A 4 m^3 metal block is suspended using a cable in salt water with density 1030 kg/m^3. Tension on the cable is 42600N. What is the weight of the block. What is the density of the block?

Answer 1

Answer:

The density of the block is 1113.216 kilograms per cubic meter.

The weight of the block is 43669.237 newtons.

Explanation:

According to the Archimedes' Principle, the drag force experimented by the metal block is equal to the weight of the volume of water displace by the block. Besides, the block has a weight that cannot be neglected and experiments a tension from the cable. Given that the metal block is suspended, then we could consider that block is at rest.

From Newton's Laws of Motion we obtain the following equation of equilibrium:

$\Sigma F = T-\rho_{m}\cdot V_{m}\cdot g + \rho_{w}\cdot V_{m}\cdot g = 0$ (1)

Where:

$T$ - Tension on the cable, measured in newtons.

$\rho_{w}$, $\rho_{m}$ - Densities of salt water and the metal block, measured in kilograms per cubic meter.

$V_{m}$ - Volume of the metal block, measured in cubic meters.

$g$ - Gravitational acceleration, measured in meters per square second.

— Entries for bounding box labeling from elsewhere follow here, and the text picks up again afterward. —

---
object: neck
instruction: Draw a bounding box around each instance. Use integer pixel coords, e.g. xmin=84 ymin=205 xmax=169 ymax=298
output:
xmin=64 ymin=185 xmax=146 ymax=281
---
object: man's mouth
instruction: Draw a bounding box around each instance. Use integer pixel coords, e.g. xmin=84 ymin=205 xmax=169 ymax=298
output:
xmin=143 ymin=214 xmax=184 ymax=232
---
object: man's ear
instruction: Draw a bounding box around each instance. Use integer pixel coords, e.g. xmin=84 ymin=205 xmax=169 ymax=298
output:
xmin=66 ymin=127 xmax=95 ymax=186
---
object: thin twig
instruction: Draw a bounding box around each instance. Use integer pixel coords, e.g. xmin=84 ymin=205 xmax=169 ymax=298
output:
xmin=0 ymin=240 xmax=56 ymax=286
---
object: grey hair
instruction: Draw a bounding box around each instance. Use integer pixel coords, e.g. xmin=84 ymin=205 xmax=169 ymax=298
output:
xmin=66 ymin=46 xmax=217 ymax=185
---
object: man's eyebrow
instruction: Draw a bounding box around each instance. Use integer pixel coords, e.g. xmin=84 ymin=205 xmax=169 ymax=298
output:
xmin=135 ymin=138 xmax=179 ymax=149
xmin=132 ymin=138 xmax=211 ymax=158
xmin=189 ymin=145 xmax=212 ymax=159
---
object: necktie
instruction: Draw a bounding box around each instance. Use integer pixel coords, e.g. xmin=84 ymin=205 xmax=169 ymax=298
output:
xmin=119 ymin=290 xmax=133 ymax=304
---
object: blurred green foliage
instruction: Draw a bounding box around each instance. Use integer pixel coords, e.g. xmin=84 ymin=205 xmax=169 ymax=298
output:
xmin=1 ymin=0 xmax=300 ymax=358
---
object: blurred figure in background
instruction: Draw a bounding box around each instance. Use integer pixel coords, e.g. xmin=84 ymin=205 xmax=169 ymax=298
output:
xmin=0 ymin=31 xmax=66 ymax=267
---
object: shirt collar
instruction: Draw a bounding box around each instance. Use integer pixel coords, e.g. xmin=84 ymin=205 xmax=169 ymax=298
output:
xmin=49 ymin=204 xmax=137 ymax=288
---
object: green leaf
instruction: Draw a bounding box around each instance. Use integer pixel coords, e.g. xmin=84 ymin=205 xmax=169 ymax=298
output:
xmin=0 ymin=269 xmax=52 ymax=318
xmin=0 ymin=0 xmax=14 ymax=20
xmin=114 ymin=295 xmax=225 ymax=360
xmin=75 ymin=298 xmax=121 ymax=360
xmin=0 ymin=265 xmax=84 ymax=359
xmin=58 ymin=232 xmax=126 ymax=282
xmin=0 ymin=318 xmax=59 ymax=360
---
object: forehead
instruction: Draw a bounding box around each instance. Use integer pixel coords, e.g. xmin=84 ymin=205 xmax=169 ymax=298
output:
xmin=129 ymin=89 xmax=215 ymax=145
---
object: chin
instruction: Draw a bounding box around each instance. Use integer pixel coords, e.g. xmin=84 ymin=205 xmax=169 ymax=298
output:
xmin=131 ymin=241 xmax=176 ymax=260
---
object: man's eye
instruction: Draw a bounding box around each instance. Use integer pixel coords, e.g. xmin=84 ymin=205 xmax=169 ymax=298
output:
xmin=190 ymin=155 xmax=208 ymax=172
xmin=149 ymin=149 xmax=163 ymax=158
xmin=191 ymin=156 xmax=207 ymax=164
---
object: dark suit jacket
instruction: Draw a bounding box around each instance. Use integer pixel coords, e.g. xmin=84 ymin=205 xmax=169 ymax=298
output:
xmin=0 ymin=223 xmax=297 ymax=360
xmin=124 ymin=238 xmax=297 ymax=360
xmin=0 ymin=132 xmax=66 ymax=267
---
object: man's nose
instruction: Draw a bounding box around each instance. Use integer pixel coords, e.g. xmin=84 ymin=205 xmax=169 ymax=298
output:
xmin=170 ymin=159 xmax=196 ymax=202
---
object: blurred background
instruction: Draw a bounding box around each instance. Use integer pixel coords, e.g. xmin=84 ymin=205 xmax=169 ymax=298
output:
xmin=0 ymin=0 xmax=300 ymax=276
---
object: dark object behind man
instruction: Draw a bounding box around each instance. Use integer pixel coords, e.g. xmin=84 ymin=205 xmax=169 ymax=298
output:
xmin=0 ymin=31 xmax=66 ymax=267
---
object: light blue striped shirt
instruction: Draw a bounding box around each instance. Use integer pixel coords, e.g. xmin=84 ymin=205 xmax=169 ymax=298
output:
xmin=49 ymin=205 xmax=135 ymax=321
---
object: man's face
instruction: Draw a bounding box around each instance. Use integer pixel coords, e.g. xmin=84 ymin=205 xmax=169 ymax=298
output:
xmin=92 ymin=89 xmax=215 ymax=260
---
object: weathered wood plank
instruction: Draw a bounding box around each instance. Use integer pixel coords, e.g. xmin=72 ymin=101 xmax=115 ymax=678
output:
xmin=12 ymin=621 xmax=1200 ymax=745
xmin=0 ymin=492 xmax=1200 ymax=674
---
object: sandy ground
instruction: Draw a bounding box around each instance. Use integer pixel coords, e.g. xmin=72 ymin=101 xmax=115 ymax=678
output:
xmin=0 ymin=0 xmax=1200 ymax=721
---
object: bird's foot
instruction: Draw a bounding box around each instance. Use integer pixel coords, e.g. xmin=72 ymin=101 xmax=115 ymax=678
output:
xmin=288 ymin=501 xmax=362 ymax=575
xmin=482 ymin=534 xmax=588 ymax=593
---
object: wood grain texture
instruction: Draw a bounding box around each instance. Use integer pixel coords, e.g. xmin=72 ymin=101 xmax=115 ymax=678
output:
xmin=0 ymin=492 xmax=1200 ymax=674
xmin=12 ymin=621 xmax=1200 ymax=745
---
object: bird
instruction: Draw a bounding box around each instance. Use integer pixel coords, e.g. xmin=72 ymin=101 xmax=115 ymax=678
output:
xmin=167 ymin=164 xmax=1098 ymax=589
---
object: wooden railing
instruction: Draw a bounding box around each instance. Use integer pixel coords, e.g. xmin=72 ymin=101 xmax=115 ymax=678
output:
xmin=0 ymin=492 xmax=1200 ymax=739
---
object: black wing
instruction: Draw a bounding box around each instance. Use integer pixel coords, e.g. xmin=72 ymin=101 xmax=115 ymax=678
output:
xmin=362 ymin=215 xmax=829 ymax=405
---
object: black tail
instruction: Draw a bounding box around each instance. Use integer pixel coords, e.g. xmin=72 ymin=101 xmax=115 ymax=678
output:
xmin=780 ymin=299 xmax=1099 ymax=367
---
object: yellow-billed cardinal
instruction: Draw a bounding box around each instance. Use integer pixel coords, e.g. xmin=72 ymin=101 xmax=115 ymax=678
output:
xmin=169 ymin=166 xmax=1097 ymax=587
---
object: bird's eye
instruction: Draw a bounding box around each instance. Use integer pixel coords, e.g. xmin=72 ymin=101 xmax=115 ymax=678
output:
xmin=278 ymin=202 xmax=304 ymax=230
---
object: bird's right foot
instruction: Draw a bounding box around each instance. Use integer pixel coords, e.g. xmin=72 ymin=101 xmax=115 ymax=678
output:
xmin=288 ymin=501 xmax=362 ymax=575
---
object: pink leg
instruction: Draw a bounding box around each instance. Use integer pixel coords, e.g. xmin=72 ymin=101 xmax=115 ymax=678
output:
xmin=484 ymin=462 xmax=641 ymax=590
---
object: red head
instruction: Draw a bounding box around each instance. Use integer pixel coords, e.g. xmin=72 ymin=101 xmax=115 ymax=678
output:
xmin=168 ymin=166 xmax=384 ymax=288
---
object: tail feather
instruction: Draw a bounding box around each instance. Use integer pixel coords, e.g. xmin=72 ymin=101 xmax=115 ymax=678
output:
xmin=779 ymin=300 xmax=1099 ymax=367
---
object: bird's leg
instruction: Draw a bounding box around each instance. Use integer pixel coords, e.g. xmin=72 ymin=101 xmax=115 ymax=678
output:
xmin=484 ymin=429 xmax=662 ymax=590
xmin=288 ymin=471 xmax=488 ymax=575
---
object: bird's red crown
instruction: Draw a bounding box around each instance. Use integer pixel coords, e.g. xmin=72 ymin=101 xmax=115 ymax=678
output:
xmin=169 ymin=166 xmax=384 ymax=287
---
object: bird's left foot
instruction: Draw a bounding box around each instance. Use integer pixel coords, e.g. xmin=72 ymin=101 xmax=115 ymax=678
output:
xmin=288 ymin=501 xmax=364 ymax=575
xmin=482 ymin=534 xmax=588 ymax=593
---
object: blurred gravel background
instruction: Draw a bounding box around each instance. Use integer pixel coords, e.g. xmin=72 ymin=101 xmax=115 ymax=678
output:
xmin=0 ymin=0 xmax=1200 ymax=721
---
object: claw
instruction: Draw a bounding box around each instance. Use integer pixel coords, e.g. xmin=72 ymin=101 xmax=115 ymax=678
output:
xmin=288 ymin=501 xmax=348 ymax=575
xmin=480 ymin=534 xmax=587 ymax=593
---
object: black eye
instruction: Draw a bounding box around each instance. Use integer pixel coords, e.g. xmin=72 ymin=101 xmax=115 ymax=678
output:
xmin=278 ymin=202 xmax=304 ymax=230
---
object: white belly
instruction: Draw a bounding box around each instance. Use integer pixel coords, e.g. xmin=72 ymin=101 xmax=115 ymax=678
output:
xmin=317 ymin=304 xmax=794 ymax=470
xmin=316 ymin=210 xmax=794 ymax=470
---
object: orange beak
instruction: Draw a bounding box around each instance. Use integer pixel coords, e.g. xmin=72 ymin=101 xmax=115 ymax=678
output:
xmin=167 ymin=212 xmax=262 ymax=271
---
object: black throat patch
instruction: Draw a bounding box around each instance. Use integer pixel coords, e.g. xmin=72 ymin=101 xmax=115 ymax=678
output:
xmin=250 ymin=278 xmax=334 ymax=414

If we know that $T = 42600\,N$, $\rho_{w} = 1030\,\frac{kg}{m^{3}}$, $V_{m} = 4\,m^{3}$, $g = 9.807\,\frac{m}{s^{2}}$, then the density of the block is:

$T+\rho_{w}\cdot V_{m}\cdot g = \rho_{m}\cdot V_{m}\cdot g$

$\rho_{m} = \frac{T+\rho_{w}\cdot V_{m}\cdot g}{V_{m}\cdot g}$

$\rho_{m} = \frac{42600\,N+\left(1030\,\frac{kg}{m^{3}} \right)\cdot (4\,m^{3})\cdot \left(9.807\,\frac{m}{s^{2}} \right)}{(4\,m^{3})\cdot \left(9.807\,\frac{m}{s^{2}} \right)}$

$\rho_{m} = 1113.216\,\frac{kg}{m^{3}}$

The density of the block is 1113.216 kilograms per cubic meter.

Lastly, the weight of the block ($W$), measured in newtons:

$W = \rho_{m}\cdot V_{m}\cdot g$ (2)

$W = \left(1113.216\,\frac{kg}{m^{3}}\right)\cdot (4\,m^{3}) \cdot \left(9.807\,\frac{m}{s^{2}} \right)$

$W = 43669.237\,N$

The weight of the block is 43669.237 newtons.